Sabtu pagi ibunya sudah mengomel. Masalahnya karena Kane belum melakukan persiapan apapun yang disuruh oleh ibunya. Kane beralasan dia dan Arkesh masih sibuk bekerja.
“Makanya, tinggalkan saja pekerjaanmu. Seperti ini kan menyita waktumu.”
“Ya sudah, minta antar Meri aja. Nanti semua barang yang kamu beli minta kuitansinya terus kasih ke Arkesh untuk mengganti uangnya,” lanjut Ibu.
“Nggak perlu, Bu. Kane ada uang kok buat belanja seperti itu.”
“Loh nggak boleh begitu. Kamu harus tegas. Kita juga keluar uang untuk mengadakan acara ini, jadi dia juga mau ikhlas membelikan barang-barang itu untuk kamu. Karena Arkesh wong lanang, kudu nduwe tanggung jawab.
Kepala Kane semakin pusing. Dia tidak bisa mengatakan alasan sebenarnya. Semua berjalan dengan tidak semestinya.
Meri melihat adiknya yang sudah terlihat kacau, langsung menarik tangan Kane keluar. “Bu, Meri sama Kane pergi dulu.”
“Iya hati-hati di jalan.

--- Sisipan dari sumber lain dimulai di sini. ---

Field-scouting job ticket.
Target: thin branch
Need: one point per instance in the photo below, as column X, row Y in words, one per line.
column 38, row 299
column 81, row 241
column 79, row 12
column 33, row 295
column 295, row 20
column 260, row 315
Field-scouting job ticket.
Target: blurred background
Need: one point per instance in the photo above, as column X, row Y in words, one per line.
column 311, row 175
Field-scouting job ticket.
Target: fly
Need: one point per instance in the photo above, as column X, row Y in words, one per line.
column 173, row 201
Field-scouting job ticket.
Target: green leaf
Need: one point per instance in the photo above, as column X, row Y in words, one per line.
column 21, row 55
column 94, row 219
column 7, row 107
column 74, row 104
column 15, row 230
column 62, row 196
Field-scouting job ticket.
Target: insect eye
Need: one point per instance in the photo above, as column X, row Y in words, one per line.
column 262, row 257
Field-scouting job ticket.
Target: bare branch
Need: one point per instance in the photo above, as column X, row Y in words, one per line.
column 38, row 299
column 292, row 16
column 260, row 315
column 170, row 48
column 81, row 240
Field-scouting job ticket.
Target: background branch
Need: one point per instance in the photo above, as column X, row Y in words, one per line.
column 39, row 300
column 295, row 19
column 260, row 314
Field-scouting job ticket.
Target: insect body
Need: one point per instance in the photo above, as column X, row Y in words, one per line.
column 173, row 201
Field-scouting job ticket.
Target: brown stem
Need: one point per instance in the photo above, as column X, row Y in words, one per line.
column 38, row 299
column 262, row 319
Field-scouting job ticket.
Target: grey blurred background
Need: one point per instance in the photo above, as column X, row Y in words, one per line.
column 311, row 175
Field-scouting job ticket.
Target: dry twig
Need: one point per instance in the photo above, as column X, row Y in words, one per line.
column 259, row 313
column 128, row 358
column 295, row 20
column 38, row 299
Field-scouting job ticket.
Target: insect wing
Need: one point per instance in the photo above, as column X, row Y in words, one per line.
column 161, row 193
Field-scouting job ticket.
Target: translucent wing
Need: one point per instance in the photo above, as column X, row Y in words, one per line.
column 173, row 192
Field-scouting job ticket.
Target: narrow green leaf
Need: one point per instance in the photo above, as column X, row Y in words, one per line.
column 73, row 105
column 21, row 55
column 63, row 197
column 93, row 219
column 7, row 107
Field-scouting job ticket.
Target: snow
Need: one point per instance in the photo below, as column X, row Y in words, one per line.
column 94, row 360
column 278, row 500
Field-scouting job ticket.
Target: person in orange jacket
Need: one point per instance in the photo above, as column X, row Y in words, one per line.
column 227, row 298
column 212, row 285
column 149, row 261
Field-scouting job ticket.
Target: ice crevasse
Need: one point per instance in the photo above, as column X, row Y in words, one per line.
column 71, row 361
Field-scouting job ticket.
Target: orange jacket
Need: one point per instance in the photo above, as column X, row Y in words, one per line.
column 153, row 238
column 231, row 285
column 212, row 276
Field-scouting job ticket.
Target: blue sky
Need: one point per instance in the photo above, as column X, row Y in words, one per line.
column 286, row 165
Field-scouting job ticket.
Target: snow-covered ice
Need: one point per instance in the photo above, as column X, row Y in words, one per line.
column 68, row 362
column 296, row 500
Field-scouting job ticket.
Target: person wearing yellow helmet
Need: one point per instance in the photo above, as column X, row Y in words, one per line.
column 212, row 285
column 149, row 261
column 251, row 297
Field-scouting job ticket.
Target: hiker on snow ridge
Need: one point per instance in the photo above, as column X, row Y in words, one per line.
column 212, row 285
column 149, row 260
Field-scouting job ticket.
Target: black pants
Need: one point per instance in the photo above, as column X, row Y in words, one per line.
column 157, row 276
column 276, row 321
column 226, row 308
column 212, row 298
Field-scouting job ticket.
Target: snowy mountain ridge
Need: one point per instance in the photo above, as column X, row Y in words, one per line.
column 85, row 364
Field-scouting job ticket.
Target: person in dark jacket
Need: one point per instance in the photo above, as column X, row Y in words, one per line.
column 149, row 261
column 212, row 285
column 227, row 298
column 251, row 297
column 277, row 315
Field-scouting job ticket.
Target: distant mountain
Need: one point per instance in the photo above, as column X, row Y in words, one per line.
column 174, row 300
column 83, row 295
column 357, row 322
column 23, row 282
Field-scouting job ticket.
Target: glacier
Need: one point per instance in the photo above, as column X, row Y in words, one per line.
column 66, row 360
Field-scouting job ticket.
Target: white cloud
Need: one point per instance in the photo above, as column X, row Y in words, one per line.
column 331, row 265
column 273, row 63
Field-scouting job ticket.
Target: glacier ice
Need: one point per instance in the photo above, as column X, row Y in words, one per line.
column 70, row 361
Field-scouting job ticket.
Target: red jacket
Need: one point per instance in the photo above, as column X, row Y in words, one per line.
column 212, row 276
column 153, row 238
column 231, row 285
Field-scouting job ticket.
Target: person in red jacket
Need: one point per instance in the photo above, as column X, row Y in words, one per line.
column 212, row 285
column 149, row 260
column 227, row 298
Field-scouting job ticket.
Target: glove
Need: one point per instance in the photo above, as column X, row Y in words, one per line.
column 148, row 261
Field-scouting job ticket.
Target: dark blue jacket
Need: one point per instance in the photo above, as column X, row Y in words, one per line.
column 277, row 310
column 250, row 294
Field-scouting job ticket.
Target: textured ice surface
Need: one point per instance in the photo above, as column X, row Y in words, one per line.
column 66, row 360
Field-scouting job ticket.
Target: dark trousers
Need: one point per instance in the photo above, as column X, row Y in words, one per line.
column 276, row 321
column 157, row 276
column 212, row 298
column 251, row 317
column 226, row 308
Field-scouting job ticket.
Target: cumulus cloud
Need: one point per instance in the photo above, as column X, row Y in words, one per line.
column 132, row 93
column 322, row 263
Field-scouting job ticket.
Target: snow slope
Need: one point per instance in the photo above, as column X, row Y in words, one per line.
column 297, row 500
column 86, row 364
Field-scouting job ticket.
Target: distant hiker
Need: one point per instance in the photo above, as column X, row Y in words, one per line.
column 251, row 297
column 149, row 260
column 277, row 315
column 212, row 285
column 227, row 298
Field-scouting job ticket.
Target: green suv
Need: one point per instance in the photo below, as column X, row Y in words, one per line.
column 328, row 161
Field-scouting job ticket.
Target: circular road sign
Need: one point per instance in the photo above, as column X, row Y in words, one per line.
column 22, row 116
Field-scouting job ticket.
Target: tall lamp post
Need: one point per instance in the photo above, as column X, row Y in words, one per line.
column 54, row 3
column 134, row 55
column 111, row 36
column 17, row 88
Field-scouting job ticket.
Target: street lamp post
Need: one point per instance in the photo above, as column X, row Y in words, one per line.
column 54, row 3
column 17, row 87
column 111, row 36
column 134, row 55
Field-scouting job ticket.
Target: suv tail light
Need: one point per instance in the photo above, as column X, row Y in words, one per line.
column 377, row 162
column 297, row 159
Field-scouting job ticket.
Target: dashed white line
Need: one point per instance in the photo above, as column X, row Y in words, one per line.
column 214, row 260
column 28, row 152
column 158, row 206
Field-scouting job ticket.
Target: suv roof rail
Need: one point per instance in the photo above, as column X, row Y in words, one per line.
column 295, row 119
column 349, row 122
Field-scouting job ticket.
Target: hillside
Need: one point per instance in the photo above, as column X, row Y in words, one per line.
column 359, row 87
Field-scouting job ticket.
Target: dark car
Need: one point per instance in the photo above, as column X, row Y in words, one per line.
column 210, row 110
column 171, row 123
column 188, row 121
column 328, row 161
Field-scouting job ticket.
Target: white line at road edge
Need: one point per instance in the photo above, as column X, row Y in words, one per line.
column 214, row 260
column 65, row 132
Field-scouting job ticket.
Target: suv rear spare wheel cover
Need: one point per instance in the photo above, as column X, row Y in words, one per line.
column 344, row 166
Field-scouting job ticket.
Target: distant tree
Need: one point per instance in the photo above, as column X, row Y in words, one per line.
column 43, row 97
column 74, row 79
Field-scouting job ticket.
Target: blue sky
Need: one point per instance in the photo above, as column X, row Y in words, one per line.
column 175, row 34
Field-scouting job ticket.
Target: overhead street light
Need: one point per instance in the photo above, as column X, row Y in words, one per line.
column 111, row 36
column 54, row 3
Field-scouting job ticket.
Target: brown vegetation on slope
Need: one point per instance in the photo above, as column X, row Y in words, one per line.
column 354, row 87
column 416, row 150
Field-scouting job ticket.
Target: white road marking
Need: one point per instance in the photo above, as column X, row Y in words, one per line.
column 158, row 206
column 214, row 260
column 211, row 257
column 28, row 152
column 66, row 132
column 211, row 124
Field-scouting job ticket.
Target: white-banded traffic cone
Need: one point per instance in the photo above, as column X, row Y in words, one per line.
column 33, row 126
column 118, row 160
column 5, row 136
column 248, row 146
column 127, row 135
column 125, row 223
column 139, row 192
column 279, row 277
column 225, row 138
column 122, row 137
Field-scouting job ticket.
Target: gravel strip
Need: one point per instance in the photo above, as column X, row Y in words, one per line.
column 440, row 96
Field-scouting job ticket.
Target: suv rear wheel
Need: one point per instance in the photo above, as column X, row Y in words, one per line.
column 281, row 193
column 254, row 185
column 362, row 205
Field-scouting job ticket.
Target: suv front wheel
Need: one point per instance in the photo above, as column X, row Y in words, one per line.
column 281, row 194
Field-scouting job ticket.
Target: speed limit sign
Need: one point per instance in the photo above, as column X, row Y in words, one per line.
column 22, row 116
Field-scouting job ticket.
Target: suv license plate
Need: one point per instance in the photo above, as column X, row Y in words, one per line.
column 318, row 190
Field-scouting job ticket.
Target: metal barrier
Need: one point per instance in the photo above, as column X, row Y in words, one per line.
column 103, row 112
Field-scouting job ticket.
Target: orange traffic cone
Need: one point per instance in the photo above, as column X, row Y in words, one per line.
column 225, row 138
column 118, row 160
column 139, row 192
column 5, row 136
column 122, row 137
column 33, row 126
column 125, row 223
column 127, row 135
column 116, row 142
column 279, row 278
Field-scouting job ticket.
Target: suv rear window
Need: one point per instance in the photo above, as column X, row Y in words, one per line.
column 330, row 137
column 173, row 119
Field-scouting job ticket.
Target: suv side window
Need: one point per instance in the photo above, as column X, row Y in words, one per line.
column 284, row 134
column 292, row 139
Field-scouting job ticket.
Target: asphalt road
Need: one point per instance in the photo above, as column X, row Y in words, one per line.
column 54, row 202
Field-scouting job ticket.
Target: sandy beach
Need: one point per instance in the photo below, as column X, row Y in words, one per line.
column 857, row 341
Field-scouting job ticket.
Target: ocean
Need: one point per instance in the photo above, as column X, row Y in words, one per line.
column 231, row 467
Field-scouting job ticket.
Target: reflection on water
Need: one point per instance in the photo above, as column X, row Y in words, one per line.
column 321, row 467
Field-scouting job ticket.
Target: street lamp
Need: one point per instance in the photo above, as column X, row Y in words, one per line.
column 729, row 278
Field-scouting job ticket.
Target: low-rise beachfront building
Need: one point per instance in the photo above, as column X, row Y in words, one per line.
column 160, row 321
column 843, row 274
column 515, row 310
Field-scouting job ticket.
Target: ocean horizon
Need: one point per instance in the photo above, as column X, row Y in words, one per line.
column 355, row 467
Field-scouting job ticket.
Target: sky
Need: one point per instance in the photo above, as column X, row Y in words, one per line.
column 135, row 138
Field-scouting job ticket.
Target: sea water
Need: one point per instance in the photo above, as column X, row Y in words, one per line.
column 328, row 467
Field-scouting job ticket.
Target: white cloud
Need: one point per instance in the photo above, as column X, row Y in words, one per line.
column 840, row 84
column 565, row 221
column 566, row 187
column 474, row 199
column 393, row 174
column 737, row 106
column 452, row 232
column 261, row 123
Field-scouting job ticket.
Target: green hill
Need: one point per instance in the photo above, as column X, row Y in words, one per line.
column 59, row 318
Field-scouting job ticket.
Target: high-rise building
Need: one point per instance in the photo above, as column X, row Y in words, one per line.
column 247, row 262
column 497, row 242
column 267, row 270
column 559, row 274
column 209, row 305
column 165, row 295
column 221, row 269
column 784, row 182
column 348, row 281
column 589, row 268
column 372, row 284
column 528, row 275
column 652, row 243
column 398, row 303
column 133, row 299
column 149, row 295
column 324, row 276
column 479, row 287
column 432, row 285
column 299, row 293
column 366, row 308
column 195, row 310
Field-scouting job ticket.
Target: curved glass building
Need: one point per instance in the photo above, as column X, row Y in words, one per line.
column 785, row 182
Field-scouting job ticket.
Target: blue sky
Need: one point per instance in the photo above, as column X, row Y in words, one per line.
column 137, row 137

Belinya sesuai daftar ya.”
Meri menutup pintu rumah tanpa sempat menjawab ibunya. Kane hanya diam. Kelopak matanya membendung air mata yang berusaha dia tahan.
“Ne, kamu kenapa?” Meri menatap simpati.
Kane memeluk kakaknya dan pecahlah tangisnya. "Arkesh selingkuh, Mbak." Sakit itu semakin nyata. Tubuhnya teeguncang hebat. Buliran air mata tidak bisa dia tahan. Bendungan perasaan yang teramat perih, jebol sudah.
Meri menepuk pelan punggung Kane. "Kamu yakin?"
"Sudah dua kali aku lihat dia jalan sama perempuan."
"Bukan saudaranya? Sudah tanya Arkesh?"
Kane menggeleng lemah. Diusapnya air mata. Kane menceritakan jika beberpa hari ini tidak bertemu atau menghubungi Arkesh, begitu juga sebaliknya. Baru kemarin Kane menghubunginya untuk bertemu. Namun, hingga malam Arkesh tidak muncul.